Intervento al forum del sindaco di Napoli
di Amedeo Messina

Nel forum di venerdì scorso, 27 gennaio 2006, sul tema del governo del territorio nel rapporto tra democrazia e partecipazione Guido D’Agostino ricordava le parole pronunciate da Vincenzo Cuoco due secoli or sono giudicando di vedere due distinte Napoli nella stessa città, una colta ed evoluta, e l’altra straordinariamente arretrata. Quest’anno ricorre il bicentenario della seconda edizione, quella definitiva, del suo Saggio storico sulla rivoluzione napoletana del 1799, pubblicato a Milano da Sonzogno, dove il Cuoco scriveva: «se un'autorità, che il popolo credeva legittima e nazionale, invece di parlargli un astruso linguaggio che esso non intendeva, gli avesse procurato de' beni reali, e liberato lo avesse da que' mali che soffriva; forse... noi non piangeremmo ora sui miseri avanzi di una patria desolata e degna di una sorte migliore». Al giorno d’oggi occorre un po’ modificare il suo giudizio e ciò significa che, per la salvezza di Napoli, non bastano certo programmi politici e iniziative economiche, ma occorre soprattutto condividere col popolo il linguaggio, se ci si vuole intendere davvero.
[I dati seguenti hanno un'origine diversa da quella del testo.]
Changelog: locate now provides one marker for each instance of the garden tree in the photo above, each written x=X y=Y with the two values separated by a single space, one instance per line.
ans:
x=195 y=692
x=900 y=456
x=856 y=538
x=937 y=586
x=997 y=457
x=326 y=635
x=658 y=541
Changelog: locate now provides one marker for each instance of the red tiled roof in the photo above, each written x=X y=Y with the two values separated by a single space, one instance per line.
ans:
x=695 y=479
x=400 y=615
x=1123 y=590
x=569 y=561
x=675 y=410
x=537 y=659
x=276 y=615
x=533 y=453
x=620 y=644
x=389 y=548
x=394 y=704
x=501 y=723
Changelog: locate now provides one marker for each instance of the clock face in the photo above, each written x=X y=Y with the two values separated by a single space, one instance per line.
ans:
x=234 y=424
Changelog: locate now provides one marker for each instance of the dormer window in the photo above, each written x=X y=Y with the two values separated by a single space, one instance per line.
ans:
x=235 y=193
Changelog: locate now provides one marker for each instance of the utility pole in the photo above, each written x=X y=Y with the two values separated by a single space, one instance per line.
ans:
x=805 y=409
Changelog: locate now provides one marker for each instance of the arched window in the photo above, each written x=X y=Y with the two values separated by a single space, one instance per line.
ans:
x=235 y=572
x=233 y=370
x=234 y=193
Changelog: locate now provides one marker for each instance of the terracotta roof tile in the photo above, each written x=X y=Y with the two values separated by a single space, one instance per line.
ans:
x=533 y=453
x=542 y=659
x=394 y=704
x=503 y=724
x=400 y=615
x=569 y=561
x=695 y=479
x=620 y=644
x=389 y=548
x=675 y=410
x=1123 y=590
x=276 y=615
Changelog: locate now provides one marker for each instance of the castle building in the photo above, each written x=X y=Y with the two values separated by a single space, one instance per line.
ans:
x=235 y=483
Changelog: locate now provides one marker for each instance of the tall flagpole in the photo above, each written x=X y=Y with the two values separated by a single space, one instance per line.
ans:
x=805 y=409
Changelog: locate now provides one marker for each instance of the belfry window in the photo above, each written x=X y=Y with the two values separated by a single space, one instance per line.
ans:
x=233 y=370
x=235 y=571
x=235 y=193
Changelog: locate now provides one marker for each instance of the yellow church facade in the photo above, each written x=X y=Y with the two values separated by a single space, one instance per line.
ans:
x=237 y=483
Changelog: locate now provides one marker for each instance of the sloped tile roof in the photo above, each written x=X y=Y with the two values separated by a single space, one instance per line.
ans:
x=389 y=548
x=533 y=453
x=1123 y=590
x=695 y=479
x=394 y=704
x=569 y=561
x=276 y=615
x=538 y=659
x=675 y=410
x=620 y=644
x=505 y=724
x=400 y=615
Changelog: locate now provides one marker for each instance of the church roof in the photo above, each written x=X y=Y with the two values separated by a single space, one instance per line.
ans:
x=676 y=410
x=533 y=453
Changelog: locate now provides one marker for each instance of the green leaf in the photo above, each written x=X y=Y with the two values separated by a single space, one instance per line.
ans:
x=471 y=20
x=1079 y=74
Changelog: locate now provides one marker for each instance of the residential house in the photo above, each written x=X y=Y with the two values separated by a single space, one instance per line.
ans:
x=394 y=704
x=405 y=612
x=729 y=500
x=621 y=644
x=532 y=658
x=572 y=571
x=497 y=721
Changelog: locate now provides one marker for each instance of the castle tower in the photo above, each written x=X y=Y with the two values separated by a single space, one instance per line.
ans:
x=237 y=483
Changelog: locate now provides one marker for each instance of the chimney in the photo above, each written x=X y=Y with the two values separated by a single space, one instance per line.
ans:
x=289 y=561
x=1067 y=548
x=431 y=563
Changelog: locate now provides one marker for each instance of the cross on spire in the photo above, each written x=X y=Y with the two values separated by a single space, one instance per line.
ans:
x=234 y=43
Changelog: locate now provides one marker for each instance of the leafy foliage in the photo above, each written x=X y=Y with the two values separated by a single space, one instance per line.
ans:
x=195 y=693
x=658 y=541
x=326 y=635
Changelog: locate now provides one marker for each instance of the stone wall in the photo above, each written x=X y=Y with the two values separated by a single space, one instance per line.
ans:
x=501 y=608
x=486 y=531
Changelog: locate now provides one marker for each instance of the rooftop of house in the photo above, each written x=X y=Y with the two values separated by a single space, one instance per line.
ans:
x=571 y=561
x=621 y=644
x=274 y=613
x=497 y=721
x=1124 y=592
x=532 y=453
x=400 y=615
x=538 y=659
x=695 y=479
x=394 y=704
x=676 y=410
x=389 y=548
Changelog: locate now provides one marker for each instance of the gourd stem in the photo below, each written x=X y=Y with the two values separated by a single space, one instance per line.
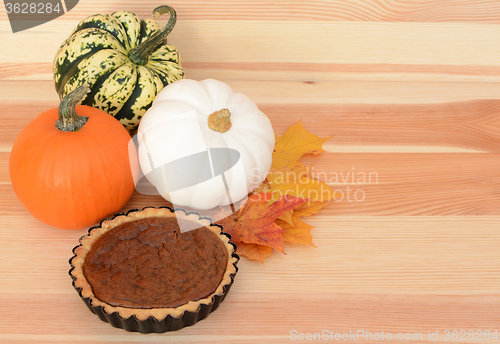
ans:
x=140 y=54
x=219 y=121
x=69 y=120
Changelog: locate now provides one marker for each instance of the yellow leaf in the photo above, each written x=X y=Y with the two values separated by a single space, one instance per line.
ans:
x=297 y=182
x=298 y=233
x=296 y=142
x=287 y=217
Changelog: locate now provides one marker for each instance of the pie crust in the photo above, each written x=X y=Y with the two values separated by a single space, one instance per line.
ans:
x=143 y=315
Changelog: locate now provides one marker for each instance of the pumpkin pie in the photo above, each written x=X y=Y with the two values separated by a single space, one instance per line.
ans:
x=140 y=272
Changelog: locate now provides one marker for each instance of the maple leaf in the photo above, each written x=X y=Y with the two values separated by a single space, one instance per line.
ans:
x=297 y=233
x=295 y=142
x=297 y=182
x=254 y=223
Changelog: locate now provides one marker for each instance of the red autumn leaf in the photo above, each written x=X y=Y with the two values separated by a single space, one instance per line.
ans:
x=254 y=223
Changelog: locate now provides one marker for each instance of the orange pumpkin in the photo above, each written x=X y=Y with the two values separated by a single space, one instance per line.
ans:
x=70 y=167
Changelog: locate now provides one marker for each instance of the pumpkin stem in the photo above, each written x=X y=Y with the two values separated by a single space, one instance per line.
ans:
x=219 y=121
x=69 y=120
x=140 y=54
Eppure la realtà ci viene offerta da statistiche ufficiali, quando ci presentano le cifre della storica sconfitta dei centoquarant’anni o giù di lì dell’obbligo scolastico di un italiano che ai più resta quasi sconosciuto. Quelle ultime dell’Unla (Unione nazionale per la lotta all’analfabetismo) ci segnalano in città più del 70% di analfabeti, al punto che nell’apposita classifica dei capoluoghi incolti Napoli si colloca al quarto posto, preceduta solo da Catania, Palermo e Bari. La politica è in ritardo grave nel capire che la maggioranza dei suoi cittadini è perlopiù straniera in casa, soprattutto se si tiene in conto che essi sono dunque analfabeti di due lingue proprie, dal momento che non sanno né lèggere né scrivere tanto l’italiano quanto il napoletano stesso. Tutto ciò è tanto più grave per il fatto che la stragrande maggioranza dei parlanti il solo idioma partenopeo è abbandonata, al centro come nelle periferie, ai messaggi egemonici della diffusa subcultura della prepotenza personale e addirittura del controstato collettivo. Insomma essa diviene un troppo facile bacino dei linguaggi di camorra.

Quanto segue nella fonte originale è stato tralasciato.